After the menace-laced shuffle of Things Have Changed, an Oscar-winning
latter-day hit, fans at the Air Canada Centre were treated to a shimmering
Don't Think Twice, It's Alright and a really ferocious Highway 61 Revisited.
These two songs from Dylan's breakthrough period in the 60s set something
of a familiar mood for die-hards who cling to his earliest material.
That said, it was gratifying to hear the warm ovations that greeted songs
from Dylan's last three releases – Shadows In The Night, Fallen Angels and
Triplicate – which have found him exploring noir-ish chapters of the American
songbook that he had no hand in composing but which profoundly shaped
him as an artist.
People light up for Why Try To Change Me Now, Stormy Weather and the truly
haunting Once Upon A Time. Dylan croons them all, modifying his delivery and
attack, and sets these melancholy tunes some distance away from the more
vicious Pay In Blood or the biting Long And Wasted Years, which, since its last
time through Toronto, has developed a couple of math-rock parts.
Dylan's current band consists of bassist Tony Garnier, drummer George Receli,
guitarists Charlie Sexton and Stu Kimball, and steel player/violinist Donnie Herron.
Their work with him isn't often given the justice it deserves. Their sound is
unprecedented: as if the future swallowed up the past – all of the past – to
get to some entirely new cultural place. Only this band with this singer and this
aesthetic right now could make a standard like That Old Black Magic inexplicably
kick ass.
For his part, Dylan continues to operate like a pure, focused entertainer. He
keeps his own songs guessing, jettisoning beautiful turns of phrase in Make You
Feel My Love and Tangled Up In Blue for new words that say something else.

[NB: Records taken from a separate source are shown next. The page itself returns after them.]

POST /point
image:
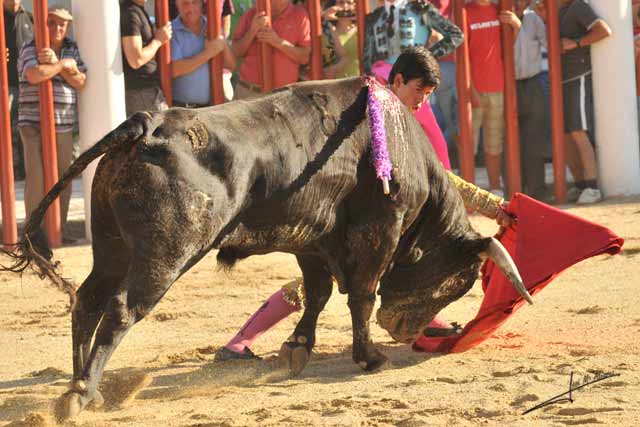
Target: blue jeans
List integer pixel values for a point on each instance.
(18, 154)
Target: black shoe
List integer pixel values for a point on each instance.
(455, 329)
(223, 354)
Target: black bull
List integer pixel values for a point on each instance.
(289, 172)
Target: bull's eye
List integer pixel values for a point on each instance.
(414, 256)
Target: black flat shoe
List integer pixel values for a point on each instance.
(223, 354)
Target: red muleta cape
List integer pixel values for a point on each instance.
(544, 242)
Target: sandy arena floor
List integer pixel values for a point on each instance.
(587, 321)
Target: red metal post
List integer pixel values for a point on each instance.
(266, 51)
(362, 10)
(557, 114)
(9, 227)
(47, 128)
(512, 160)
(214, 30)
(315, 10)
(463, 82)
(164, 53)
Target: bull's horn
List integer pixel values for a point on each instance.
(499, 255)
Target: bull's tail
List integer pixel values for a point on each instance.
(32, 249)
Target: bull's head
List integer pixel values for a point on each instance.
(430, 277)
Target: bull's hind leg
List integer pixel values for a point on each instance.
(371, 247)
(295, 353)
(89, 308)
(110, 264)
(140, 290)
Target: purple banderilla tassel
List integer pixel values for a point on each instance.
(378, 136)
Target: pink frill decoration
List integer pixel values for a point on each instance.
(381, 159)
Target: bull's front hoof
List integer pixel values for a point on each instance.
(294, 356)
(374, 362)
(97, 402)
(68, 406)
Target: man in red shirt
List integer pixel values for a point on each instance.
(487, 75)
(289, 34)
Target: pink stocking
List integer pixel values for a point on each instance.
(268, 315)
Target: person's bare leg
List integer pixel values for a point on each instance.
(573, 159)
(494, 170)
(587, 155)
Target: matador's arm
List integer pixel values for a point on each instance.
(476, 198)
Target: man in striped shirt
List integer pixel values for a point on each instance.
(61, 63)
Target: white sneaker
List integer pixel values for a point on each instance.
(589, 195)
(497, 192)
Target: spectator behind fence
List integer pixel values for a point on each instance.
(446, 95)
(487, 86)
(288, 34)
(63, 65)
(580, 27)
(225, 5)
(190, 55)
(530, 38)
(18, 29)
(139, 46)
(343, 38)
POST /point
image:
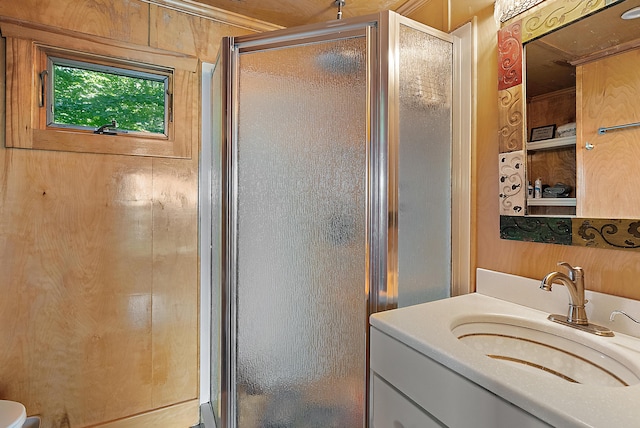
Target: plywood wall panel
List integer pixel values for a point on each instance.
(76, 232)
(125, 20)
(175, 279)
(188, 34)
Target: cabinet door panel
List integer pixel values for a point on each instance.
(393, 410)
(607, 175)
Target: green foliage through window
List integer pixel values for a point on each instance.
(91, 98)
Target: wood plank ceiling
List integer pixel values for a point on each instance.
(290, 13)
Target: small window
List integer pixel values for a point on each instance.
(106, 99)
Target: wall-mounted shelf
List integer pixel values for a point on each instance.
(552, 202)
(552, 143)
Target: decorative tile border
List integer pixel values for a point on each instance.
(511, 183)
(557, 14)
(548, 230)
(603, 233)
(509, 56)
(511, 127)
(594, 233)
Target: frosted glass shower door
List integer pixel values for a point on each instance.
(300, 173)
(425, 82)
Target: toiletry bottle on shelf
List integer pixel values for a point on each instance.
(537, 190)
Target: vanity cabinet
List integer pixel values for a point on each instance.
(410, 390)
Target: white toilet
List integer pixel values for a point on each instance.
(12, 414)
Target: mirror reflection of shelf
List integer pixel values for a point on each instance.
(552, 143)
(552, 202)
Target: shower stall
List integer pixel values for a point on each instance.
(331, 178)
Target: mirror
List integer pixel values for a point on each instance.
(567, 72)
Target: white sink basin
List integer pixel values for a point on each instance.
(548, 350)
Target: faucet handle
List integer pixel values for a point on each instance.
(573, 271)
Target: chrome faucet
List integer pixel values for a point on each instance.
(577, 316)
(575, 284)
(618, 311)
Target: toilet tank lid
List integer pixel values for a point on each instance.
(12, 414)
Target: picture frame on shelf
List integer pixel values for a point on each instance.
(543, 133)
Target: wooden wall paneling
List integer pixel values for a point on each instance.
(175, 264)
(77, 232)
(189, 34)
(20, 94)
(118, 20)
(175, 282)
(180, 415)
(432, 13)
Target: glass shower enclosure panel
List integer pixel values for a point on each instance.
(299, 186)
(425, 81)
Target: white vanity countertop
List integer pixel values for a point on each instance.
(427, 329)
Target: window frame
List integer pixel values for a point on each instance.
(27, 47)
(47, 81)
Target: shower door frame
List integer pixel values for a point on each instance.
(382, 146)
(234, 47)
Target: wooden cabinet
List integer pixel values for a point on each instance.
(552, 160)
(607, 174)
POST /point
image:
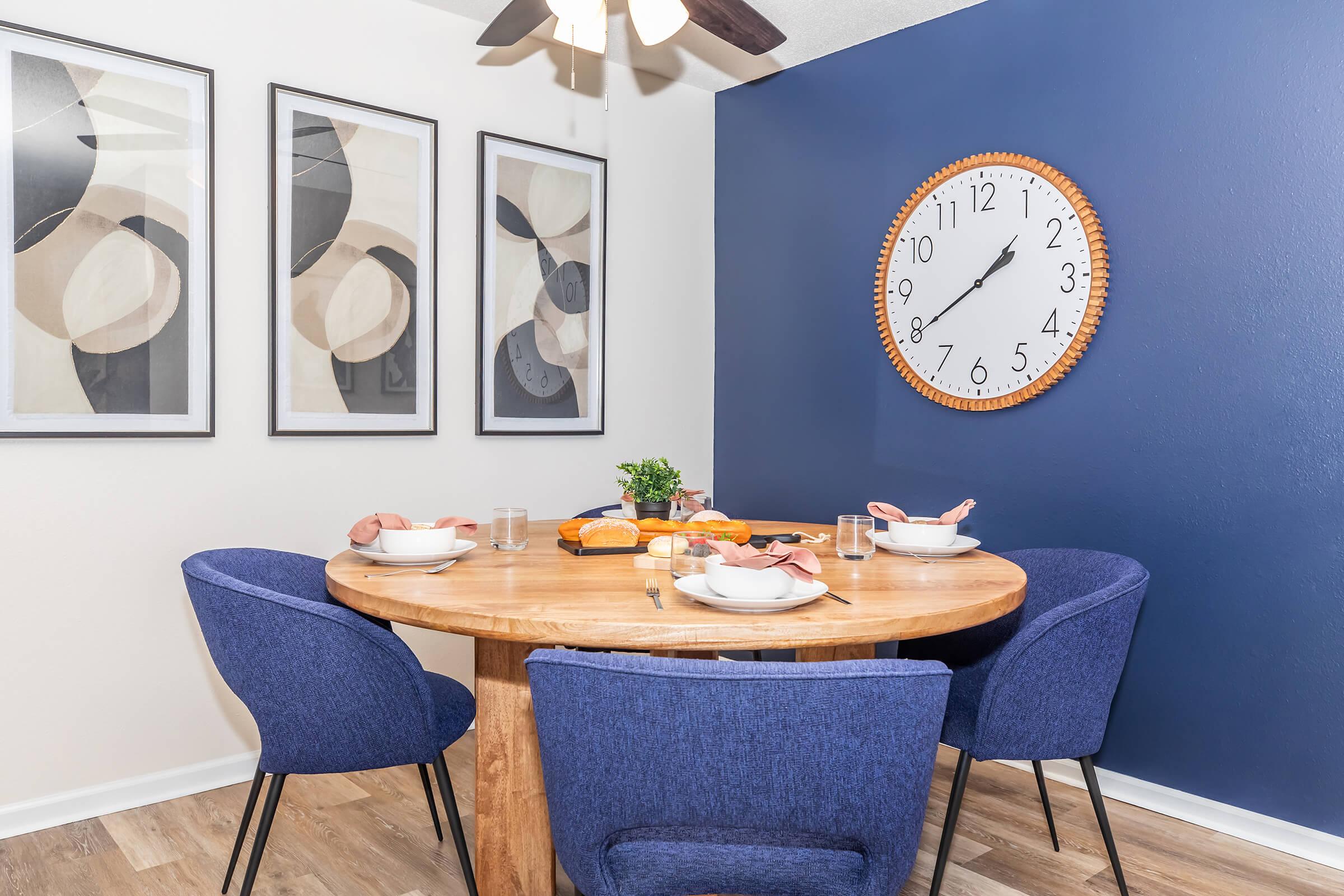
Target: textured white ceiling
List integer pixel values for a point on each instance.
(815, 29)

It's presumably kind of fun for him, all of this rebooting, and it keeps fans on
their toes.
He doesn't banter or, as was often the case in the recent past, even introduce
his band any more. There are no cheat sheets or prompters or other stage
crutches. It's a marvel, really, watching this 76-year-old man, with the swagger
of the longest living punk rocker this side of Little Richard and Jerry Lee Lewis,
operate at the highest level.
He pops his head up from his baby grand piano like he's commanding a rumbling
tank. He takes centre stage with a golden mic on a straight stand. He grins a bit,
nodding slightly to us with a detached but apparent gratitude. It's alluring, his
presence. You can't look away.
Dylan has always communicated in his own unique manner and, on this tour, on
this night in Toronto, he and his dignified band brought us all into their weird
world. People are crazy, times are strange. If it once seemed that Bob Dylan
didn't care, well, things have changed.